Night canoe ride for animal spotting, saw a few sleeping birds, the tiniest sleeping bat that looked like a leaf on the end of a branch (about the size of my thumb) and a sleeping frog which would later keep us awake by making a ridiculous amount of noise trying to attract friends... Couldn´t get the canoe back across the mud bank, so left it on the other side and had to wallow through the mud, in the dark...

Morning arrived too early, breakfast, packed up camp and off into the canoe for our next camp-site(!) After some machete slashing to create some space, up went the hammocks, nets - and into them when Rachel and Emma to escape from those pesky mosquitos, who had happily feasted on us both during the previous day and night. Insect repellant doesn´t work as well as I´d like! Off into the canoe for a proper jungle walk, with thick leaf floor, no trace of human existance at all... only the footprints of a jaguar. A few caterpillars later we exited.

Next day, off to monkey spot. A final night in the lodge (what luxury, a shower!). And a long boat journey back to the boat, via pink dolphin spotting.... baby-pink colour ... photos to follow!

10 July 2006

Mosquito City


Arrived in Iquitos to a waft of warm humid air, and only 8am... and a hoard of motor-bike-buggie drivers desperate to take us to the Centre (and sell us jungle tours, accommodation etc). Found our first choice hostel, clean rooms with mosquito protection windows - cold water showers are a shock to the system! Quick nap, lunch (sound familiar?!) and a long slog around tour companies all offering the same animal viewing options with varying prices, accommodation luxury... after long debate whether to spend money on a good lodge with fully organised day visits or save money on a fully individual package with just the two of us, guide and cook with two nights in a lodge sandwiching two nights camping in the jungle... was this the beginning of the end?
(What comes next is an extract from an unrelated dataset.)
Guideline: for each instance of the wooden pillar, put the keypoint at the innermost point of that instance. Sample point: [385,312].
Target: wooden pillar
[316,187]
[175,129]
Left the next day with our 23 year old guide who´d never left the Iquitos/jungle... bus ride, boat ride across the Amazon river (grey dolphins spotted from a distance), walk, canoe ride to arrive at a lovely wooden lodge (with mosquito netted windows), double beds with mosquito nets, private bathroom (luxury). Quick nap, lunch in the lodge (the only tourists there) and off to a canoe ride down the little river for the beginning of our animal spotting training.

09 July 2006

Lima at last!

Arrived in Lima to a smiley faced man holding a "Racher Cartshow" placard, ready to take me to the hostel, via the scenic route, of course. Arrived at the hostel at 7am to a sleeping Emma, who, remarkably, looked really pleased to see me (I think she was more pleased that I was going to take a shower and a nap, which meant she could continue to sleep and recover from her night out!)

After napping, off we went on a little tour around Miraflores, coffee and breakfast, wandered around, for a while then back to the hostel to watch the world cup final... then back for another nap, through the horns and cheers of the Italian supporters, out for dinner and back for an early night in preparation for our early wake-up call at 3am for a flight to Iquito (jungle city).